Gold Lime is micronised calcium carbonate, a 50/50 blend of the finest NZ lime & a soft golden fossilised coral lime from Australia. This makes it 100% plant available, so fine that plants can uptake through the leaves & the roots.

For a Gold Lime programme tailored to suit your farming operation call 0800 300 315 for a no obligation quote.

The benefits of Gold Lime

  • It is quick acting and immediately available to plants
  • Can help lift soil pH and the Base Saturation
  • Boosts clover growth
  • Encourages worm activity and soil microbes
  • Prevents soil compaction
  • Releases locked up nutrients
  • Makes pastures more palatable
  • Gives denser pastures
  • Reduces milk fever and tetany (Grass staggers)
  • Benefits general stock health
  • Improves seed germination
  • Very economical and cost effective

Most importantly Gold Lime can be applied any time of the year and sprayed through a rosette or a boom sprayer.

Why Lime Soil?
The reason for liming soil is to improve the performance of pasture (plants).
Soil acidity affects the plant root environment, which ultimately affects plant growth and performance.

What soil properties are influenced by pH?
Some of the widely accepted adverse effects of low soil pH are:

  • Aluminium (A1) and Hydrogen (H) toxicity to plant roots. These two elements increase in solubility as pH decreases. (Especially below pH of 5.5)
  • Decreased availability of Phosphorus (P) due to formation of insoluble Iron and Aluminium compounds (Lock up).
  • Poor performance of nitrogen fixing bacteria. (Clovers not working effectively)

How do I know how much lime is needed?
It is advisable to complete a soil test, R J Hill Laboratories use the base saturation as a determining factor in the amount of lime needed, they will include this information at no extra cost if requested.
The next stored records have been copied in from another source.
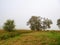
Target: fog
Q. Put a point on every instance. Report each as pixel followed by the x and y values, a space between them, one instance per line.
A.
pixel 21 10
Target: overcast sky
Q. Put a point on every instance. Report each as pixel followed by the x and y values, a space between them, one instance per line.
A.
pixel 22 10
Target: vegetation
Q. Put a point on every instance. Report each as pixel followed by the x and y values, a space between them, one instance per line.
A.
pixel 58 23
pixel 9 25
pixel 36 23
pixel 34 38
pixel 29 37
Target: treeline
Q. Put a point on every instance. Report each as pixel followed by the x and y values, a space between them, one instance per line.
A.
pixel 35 23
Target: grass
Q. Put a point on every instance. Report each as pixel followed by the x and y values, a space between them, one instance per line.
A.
pixel 33 38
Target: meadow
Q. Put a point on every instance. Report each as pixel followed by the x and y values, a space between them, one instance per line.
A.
pixel 28 37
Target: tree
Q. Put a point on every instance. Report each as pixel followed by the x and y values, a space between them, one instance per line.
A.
pixel 58 23
pixel 46 23
pixel 9 25
pixel 35 23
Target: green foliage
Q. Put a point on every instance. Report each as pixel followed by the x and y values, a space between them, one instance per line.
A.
pixel 35 23
pixel 58 23
pixel 5 36
pixel 9 25
pixel 38 23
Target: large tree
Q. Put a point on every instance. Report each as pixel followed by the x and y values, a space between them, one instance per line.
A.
pixel 36 23
pixel 9 25
pixel 58 23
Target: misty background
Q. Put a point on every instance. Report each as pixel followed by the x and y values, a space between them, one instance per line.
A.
pixel 21 11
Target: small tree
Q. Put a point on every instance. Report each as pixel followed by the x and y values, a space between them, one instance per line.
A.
pixel 58 23
pixel 9 25
pixel 35 23
pixel 46 23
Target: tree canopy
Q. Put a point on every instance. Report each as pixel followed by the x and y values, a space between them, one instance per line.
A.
pixel 36 23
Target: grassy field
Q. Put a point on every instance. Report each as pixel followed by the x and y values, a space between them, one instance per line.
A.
pixel 27 37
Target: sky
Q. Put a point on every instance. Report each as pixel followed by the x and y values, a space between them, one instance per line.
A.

The Base Saturation of the Cation Exchange Capacity (CEC) is according to this laboratory a more reliable indicator of lime requirement than the pH. pH can show seasonal variation, R J Hill technical notes.

How do I know if I need lime?
It is not the soil that needs the lime; it is the plants that grow in the soil that can benefit from the liming effect. Liming is needed only when your soil pH is below the recommended range for the plant species you are growing. For grasses-wheat-maize-oats etc – this range is from a pH of 5.5 – 7.0 For legumes such as peas-beans-clover etc - the range is from a pH of 6 – 7

What is Cation Exchange Capacity & Base Saturation?
The cation exchange capacity of a soil is a measurement of its ability to bind or hold exchangeable cations. In other words, it is a measure of the number of negatively charged binding sites to which the exchangeable cations can affix themselves. (Cations are: Potassium, Calcium, Magnesium, Sodium, Hydrogen and Aluminium) Hill Laboratories technical notes. The total base saturation recommended range of the base saturation is 50-85%, with the upper level being the more desirable. A high base saturation figure can reduce leaching of nutrients. There is a strong correlation between Base Saturation and pH.

Can I over-lime?
Over-liming can cause the soil pH to increase beyond the range of optimum plant performance. Reduced plant growth is usually associated with deficiencies of some micro-nutrients such as manganese (Mn), iron (Fe), zinc (Zn) and copper (Cu). These elements become less available if the soil pH increases too much. Over-liming is also costly, as lime and its application need to be paid for.


Application Rates / Recommendations

The recommended rate of application is 15-25 litres per hectare. The rate can vary according to soil requirements.